31 Days of Halloween, Day 4 – The kids are NOT alright. It’s KILLER KID WEEK!

Countdown to Halloween:
Killer Kid Week 

Today’s selection:

The Children (aka The Children of Ravensback) (1980)
I caught this disturbing obscurity for the first time while watching USA Network’s Saturday Nightmares show as a kid in the 80s and it … well, it made an impression. A school bus drives through an orange cloud of radioactive gas and emerges on the other side with a cargo of mutant, zombie-like kids. Save their gray pallor and black fingernails, you’d never know there was anything wrong with them…until you move in for a hug.
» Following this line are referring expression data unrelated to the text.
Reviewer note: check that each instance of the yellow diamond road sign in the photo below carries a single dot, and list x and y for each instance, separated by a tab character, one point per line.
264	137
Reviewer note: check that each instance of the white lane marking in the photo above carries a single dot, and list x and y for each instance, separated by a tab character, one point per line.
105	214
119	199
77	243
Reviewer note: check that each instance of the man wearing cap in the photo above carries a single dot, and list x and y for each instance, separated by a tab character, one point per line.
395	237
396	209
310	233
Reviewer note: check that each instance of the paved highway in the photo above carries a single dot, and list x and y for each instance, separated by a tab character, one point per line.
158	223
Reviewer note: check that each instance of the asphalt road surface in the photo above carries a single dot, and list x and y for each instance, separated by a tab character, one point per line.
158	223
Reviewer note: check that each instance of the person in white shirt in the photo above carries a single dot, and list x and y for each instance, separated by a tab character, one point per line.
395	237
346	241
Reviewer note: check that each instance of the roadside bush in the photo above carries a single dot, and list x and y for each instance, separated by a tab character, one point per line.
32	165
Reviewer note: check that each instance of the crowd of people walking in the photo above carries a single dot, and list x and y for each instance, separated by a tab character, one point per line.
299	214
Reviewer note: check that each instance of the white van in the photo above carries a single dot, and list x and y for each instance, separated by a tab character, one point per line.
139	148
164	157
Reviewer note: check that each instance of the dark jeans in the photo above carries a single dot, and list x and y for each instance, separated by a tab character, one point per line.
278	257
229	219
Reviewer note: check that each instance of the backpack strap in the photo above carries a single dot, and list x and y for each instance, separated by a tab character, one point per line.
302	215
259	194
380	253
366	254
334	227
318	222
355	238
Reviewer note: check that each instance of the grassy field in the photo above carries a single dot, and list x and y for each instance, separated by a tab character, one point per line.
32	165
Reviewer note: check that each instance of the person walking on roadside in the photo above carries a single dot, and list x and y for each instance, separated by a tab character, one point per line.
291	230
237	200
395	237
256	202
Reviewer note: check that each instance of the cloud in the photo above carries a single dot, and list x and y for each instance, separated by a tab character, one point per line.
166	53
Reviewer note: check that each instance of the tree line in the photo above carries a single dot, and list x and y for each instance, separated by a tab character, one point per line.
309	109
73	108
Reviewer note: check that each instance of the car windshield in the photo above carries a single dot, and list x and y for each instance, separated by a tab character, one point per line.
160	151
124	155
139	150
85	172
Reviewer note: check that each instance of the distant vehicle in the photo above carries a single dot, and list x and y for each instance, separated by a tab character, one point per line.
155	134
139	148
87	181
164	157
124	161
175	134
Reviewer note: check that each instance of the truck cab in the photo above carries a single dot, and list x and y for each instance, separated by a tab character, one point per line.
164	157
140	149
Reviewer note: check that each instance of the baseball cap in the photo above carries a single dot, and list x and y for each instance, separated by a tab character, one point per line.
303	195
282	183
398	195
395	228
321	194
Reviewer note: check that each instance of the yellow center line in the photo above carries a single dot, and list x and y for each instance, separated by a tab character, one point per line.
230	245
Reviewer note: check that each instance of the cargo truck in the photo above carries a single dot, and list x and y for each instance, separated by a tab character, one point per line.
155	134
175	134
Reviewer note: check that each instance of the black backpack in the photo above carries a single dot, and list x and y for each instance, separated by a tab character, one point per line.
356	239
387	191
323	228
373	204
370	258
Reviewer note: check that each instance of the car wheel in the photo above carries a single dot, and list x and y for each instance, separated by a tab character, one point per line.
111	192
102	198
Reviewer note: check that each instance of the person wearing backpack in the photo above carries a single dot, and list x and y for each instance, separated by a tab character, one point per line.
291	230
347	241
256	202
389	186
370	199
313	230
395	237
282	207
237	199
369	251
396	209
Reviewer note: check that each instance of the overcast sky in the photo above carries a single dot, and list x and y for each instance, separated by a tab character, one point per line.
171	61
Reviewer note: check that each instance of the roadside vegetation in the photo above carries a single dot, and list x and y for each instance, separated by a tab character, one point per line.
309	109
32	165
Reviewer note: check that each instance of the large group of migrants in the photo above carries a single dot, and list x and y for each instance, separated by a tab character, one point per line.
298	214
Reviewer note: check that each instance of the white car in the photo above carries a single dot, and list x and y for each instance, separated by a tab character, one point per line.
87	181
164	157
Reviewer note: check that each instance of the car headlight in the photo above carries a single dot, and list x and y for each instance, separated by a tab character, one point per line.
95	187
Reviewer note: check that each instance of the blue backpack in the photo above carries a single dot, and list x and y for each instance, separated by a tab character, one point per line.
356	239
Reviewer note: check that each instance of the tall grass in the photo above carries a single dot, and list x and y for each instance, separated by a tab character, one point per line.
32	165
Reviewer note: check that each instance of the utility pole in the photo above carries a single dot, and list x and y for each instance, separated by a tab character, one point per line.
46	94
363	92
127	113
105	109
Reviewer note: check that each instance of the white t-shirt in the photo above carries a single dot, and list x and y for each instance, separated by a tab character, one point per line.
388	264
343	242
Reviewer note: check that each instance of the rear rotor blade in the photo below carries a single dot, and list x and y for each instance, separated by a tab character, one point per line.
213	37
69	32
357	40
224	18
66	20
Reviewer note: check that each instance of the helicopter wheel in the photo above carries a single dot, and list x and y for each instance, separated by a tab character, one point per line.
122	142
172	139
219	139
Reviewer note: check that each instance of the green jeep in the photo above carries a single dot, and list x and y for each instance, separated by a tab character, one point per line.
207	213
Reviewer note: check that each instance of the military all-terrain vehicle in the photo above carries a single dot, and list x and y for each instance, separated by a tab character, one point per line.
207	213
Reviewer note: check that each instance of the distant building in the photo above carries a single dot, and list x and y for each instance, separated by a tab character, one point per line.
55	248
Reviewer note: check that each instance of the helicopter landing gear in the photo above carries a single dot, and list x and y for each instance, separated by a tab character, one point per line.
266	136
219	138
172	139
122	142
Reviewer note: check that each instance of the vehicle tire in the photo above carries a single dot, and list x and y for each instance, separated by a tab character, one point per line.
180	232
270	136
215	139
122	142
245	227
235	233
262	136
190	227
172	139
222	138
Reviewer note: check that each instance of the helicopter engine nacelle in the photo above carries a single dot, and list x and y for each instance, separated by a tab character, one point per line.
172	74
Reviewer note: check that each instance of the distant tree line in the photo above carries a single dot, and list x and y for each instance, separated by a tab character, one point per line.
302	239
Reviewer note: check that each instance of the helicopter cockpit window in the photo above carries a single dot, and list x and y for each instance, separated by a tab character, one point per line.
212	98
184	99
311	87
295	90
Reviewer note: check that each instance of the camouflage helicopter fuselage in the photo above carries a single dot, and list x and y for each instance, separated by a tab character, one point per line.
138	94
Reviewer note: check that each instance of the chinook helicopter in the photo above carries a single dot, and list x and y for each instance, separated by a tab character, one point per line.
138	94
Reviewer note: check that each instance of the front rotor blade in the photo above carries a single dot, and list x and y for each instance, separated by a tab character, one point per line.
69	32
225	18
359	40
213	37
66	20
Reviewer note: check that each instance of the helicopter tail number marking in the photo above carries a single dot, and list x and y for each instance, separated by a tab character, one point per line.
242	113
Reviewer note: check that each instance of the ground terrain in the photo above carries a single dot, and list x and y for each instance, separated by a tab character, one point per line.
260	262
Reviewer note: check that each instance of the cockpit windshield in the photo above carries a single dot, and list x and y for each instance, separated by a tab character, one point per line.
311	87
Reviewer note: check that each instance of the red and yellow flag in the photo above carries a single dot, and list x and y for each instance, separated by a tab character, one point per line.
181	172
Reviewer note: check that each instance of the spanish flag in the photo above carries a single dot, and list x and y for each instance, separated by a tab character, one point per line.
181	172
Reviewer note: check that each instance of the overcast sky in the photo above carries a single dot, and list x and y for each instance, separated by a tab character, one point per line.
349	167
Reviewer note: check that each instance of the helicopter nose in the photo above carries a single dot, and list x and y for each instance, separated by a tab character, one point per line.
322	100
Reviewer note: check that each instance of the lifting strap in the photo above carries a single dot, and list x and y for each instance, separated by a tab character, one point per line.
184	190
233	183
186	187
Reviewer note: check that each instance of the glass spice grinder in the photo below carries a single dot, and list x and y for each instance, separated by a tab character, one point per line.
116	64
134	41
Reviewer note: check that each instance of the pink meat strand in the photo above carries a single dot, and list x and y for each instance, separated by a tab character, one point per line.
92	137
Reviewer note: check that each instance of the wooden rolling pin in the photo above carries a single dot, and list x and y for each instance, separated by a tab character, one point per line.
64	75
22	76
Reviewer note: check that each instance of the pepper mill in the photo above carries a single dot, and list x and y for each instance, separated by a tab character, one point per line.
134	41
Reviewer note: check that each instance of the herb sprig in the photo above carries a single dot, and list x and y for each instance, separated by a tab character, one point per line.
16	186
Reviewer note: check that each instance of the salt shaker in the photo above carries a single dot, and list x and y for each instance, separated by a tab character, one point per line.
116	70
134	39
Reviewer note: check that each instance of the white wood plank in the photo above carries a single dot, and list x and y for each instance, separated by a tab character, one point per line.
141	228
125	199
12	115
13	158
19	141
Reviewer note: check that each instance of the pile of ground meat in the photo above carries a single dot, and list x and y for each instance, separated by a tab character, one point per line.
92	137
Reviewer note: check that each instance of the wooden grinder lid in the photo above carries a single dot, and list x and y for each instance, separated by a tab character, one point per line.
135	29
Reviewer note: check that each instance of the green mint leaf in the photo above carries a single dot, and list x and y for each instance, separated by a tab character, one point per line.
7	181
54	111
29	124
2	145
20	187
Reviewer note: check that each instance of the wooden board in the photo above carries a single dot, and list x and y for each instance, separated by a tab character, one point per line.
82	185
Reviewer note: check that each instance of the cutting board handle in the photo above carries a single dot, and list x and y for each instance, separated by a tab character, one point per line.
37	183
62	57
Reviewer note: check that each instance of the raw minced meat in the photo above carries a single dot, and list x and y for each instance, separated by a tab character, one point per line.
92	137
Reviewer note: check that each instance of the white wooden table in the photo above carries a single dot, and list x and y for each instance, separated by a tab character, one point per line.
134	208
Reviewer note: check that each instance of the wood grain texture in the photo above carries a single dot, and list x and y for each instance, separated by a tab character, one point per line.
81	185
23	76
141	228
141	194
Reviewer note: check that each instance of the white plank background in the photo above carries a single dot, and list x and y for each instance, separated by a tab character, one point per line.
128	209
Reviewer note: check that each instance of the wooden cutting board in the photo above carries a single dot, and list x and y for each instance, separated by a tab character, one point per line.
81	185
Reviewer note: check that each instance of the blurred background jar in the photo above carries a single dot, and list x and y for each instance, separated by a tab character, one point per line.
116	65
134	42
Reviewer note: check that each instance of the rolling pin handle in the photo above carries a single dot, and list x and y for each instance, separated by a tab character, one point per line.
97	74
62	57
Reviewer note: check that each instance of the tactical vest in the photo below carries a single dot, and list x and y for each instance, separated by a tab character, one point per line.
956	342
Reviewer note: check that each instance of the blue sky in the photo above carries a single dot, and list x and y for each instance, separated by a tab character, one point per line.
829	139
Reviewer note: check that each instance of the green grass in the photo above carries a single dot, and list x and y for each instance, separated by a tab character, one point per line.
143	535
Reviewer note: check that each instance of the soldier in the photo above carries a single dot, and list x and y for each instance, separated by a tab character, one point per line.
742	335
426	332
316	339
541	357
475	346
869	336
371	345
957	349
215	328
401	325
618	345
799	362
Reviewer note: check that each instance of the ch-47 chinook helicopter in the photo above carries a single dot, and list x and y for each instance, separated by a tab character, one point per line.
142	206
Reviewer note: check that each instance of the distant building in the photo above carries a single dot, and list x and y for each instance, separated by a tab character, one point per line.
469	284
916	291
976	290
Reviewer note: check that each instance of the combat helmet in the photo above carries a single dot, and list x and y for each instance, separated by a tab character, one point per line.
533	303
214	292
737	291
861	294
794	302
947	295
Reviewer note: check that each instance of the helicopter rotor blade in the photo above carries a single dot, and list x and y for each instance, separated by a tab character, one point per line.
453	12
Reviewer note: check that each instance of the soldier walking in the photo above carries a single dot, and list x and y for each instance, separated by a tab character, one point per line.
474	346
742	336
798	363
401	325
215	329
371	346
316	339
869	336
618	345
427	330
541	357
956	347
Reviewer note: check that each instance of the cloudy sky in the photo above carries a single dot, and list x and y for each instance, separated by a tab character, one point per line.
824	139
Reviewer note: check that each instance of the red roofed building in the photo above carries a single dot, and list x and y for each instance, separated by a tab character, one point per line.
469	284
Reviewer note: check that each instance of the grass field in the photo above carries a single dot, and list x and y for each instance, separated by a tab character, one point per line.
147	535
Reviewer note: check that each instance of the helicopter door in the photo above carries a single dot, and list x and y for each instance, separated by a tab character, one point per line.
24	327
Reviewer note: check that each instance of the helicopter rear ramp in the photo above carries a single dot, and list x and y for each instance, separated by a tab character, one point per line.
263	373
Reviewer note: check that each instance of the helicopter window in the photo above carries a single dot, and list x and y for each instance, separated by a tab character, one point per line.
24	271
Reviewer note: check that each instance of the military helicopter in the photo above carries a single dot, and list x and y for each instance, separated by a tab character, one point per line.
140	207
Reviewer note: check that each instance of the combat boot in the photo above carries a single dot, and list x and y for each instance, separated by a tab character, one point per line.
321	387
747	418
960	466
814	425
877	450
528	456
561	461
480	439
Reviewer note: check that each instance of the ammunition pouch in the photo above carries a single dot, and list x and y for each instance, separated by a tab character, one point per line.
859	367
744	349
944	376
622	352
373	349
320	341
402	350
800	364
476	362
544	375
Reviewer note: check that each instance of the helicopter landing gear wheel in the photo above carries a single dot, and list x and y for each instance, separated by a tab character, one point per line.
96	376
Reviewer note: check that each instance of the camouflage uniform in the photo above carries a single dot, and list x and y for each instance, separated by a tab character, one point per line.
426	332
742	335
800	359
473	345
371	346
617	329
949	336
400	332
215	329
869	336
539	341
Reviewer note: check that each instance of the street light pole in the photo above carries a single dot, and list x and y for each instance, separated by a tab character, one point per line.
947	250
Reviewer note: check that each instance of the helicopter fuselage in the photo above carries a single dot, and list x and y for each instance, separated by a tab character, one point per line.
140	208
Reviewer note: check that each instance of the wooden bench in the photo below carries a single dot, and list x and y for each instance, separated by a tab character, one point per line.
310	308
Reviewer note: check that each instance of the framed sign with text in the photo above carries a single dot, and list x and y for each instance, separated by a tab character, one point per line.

That’s when their emo-nails dig into your back and fry you like a bucket of Popeye’s chicken. If their gift was slightly more practical than the ability to burn up parents with fingernails, I’d say theses kids are about two clicks away from X-Men territory. Once people FINALLY start asking, “Hey, where’s my kid?” -the toothy grinning little monsters start popping up for surprise reunions with worried parents. We’re treated to this scenario more than once and it always strikes me as pretty eff’d up. They don’t appear to have a motive outside of barbecuing loved ones, and what’s worse, guns don’t stop the little buggers.

When a few characters start catching on, it becomes a race against time to stop them before they wipe out an entire small New England town. Thank goodness for the happy accident of discovering that the only way to stop them is by choppin’ off their little gothed-out, Hot-Topic mitts. So if you ever wanted to see a bunch of little kids get their hands forcibly lopped off at the wrists — by the good guys — your ship has come in and … what’s WRONG with you?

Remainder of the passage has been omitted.